Seeking to rein in spending by the state government, House Speaker Daniel Perez has proposed “the largest state tax cut in the history of Florida.”

Not “a stunt or a tax holiday” but “a permanent, recurring tax reduction”
Greg Heilman
Update:

Florida lawmakers are working to hash out a state budget for the 2025-2026 fiscal year. The current proposal plans to spend $118.6 billion, but House Speaker Daniel Perez sparked a budget debate with an idea he put forth this week that would force the state government to rein in spending.

He wants to lower the state’s sales-tax rate from 6% to 5.25%, thus slashing state revenue by $5 billion a year. However, it may conflict with Governor Ron DeSantis own tax cut plans.

Florida House Speaker Daniel Perez: Not “a stunt or a tax holiday” but “a permanent, recurring tax reduction”

“This will not be a temporary measure, a stunt or a tax holiday. This will be a permanent, recurring tax reduction,” the Miami Republican told fellow members of the Florida House this past week. “This will be the largest state tax cut in the history of Florida. If we are successful, we will become the only state in the history of the United States of America to permanently reduce its sales tax.”

While on the one hand, it would give residents of the Sunshine State, who are dealing with Florida’s affordability crisis, a breather it would mean cutting some programs in the state Perez acknowledged. He said that will draw pushback.

“Of course, the special interests will say the sky is falling and the world is ending,” he said. “But it won’t and it’s not.” Perez added that those fighting the belt-tightening “have lost sight of the difference between their needs and their wants.”

Gov. Ron DeSantis wants to eliminate property taxes

DeSantis has drawn up his own budget proposal which calls for roughly $3 billion less in spending than the current plan. The proposal by Perez may, however, conflict with the governor’s dream of reducing, if not completely eliminating, property taxes in the Sunshine State.

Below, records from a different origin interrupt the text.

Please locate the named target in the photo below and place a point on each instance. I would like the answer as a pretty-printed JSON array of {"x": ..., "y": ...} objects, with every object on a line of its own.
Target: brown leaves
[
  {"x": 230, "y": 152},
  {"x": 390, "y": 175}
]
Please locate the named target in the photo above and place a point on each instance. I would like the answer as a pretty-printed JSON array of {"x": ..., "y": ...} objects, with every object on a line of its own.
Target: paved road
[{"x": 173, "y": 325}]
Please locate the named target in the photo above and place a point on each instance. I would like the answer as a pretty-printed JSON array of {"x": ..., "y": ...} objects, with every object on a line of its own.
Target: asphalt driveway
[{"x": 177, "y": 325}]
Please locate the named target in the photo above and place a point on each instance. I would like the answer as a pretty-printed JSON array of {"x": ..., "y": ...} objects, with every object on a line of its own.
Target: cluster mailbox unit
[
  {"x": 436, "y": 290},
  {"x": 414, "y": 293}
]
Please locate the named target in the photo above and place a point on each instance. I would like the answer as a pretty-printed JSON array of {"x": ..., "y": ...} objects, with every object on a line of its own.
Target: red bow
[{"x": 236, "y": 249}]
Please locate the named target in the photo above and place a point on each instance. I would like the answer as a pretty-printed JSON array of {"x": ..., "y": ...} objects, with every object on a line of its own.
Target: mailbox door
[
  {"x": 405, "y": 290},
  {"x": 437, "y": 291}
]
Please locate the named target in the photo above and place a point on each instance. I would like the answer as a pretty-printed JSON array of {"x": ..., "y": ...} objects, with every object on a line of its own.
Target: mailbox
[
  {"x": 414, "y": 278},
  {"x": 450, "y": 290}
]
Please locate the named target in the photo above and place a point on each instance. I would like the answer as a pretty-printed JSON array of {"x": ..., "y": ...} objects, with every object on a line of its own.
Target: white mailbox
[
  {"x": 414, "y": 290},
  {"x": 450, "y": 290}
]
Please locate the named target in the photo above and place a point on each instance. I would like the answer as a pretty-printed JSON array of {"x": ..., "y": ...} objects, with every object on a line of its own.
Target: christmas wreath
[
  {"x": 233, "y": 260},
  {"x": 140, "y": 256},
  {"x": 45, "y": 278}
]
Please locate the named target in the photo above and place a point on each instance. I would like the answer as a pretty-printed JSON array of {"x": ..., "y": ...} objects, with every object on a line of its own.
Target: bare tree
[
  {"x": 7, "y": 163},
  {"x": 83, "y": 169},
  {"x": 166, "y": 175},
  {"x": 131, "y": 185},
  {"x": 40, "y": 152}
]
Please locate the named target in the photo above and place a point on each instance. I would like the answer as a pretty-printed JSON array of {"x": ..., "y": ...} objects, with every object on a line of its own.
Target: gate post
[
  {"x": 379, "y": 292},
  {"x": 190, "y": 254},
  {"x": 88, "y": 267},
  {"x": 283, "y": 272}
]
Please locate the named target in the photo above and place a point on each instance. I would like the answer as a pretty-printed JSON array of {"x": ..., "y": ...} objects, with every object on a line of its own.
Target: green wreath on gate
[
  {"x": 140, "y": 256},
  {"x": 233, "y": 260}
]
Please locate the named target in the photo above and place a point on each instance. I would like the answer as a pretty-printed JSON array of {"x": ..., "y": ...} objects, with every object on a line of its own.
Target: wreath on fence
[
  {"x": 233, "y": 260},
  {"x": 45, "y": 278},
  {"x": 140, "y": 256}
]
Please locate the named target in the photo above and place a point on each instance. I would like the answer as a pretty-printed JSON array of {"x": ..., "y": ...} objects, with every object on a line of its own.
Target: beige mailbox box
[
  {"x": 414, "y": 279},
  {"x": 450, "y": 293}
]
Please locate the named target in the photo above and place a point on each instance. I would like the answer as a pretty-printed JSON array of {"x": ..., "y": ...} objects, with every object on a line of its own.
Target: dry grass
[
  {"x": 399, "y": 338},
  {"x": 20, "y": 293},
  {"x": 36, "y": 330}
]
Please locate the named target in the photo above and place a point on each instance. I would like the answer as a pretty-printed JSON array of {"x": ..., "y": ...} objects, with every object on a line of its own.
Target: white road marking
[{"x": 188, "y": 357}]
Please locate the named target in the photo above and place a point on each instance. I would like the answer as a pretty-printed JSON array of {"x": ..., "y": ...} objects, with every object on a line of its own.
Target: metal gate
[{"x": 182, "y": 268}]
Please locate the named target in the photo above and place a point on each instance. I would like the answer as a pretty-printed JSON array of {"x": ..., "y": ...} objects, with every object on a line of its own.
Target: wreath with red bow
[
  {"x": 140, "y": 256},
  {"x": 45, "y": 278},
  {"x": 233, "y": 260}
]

“You buy a home, you pay off the mortgage, and yet you still have to write a check to the government every year just for the privilege of living on your own private property,” he said during his annual State of the State address. However, he hasn’t presented any specifics of how he would provide homeowners with this tax relief while at the same time keeping local governments funded.

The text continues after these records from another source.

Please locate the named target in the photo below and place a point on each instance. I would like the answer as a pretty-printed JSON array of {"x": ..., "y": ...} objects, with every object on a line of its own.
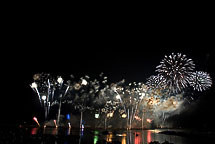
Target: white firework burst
[
  {"x": 200, "y": 81},
  {"x": 177, "y": 70}
]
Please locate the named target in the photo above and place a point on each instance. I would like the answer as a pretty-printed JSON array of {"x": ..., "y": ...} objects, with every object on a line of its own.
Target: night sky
[{"x": 121, "y": 53}]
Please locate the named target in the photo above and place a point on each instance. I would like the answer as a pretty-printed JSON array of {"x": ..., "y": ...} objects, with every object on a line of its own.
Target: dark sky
[{"x": 118, "y": 51}]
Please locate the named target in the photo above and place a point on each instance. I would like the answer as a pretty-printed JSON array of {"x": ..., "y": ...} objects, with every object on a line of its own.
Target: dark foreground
[{"x": 47, "y": 135}]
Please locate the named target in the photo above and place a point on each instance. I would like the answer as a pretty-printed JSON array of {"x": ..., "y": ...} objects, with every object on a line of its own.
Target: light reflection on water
[{"x": 125, "y": 137}]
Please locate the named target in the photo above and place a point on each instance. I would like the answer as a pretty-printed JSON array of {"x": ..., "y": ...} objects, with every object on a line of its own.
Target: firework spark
[
  {"x": 177, "y": 70},
  {"x": 200, "y": 81}
]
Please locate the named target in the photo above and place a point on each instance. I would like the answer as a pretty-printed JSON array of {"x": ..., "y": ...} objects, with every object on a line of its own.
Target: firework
[
  {"x": 177, "y": 70},
  {"x": 156, "y": 81},
  {"x": 35, "y": 119},
  {"x": 200, "y": 81}
]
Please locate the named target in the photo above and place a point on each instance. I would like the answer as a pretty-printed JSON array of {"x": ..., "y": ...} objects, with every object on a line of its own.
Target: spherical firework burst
[
  {"x": 200, "y": 81},
  {"x": 156, "y": 81},
  {"x": 177, "y": 70}
]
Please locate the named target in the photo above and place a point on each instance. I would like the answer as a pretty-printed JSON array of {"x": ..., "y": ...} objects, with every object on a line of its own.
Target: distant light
[
  {"x": 149, "y": 120},
  {"x": 34, "y": 118},
  {"x": 69, "y": 125},
  {"x": 110, "y": 114},
  {"x": 84, "y": 82},
  {"x": 118, "y": 97},
  {"x": 44, "y": 97},
  {"x": 124, "y": 115},
  {"x": 68, "y": 116},
  {"x": 96, "y": 115},
  {"x": 33, "y": 85},
  {"x": 60, "y": 80}
]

One proposal that he has voiced is shifting the taxation burden to tourists and foreigner visiting the state. “You have the ability in some of those areas that draw a lot of people to shift the tax burden away from your own people to people that are not residents of Florida,” DeSantis said recently. “I think that would be a better tax system than constantly having people pay higher property taxes.”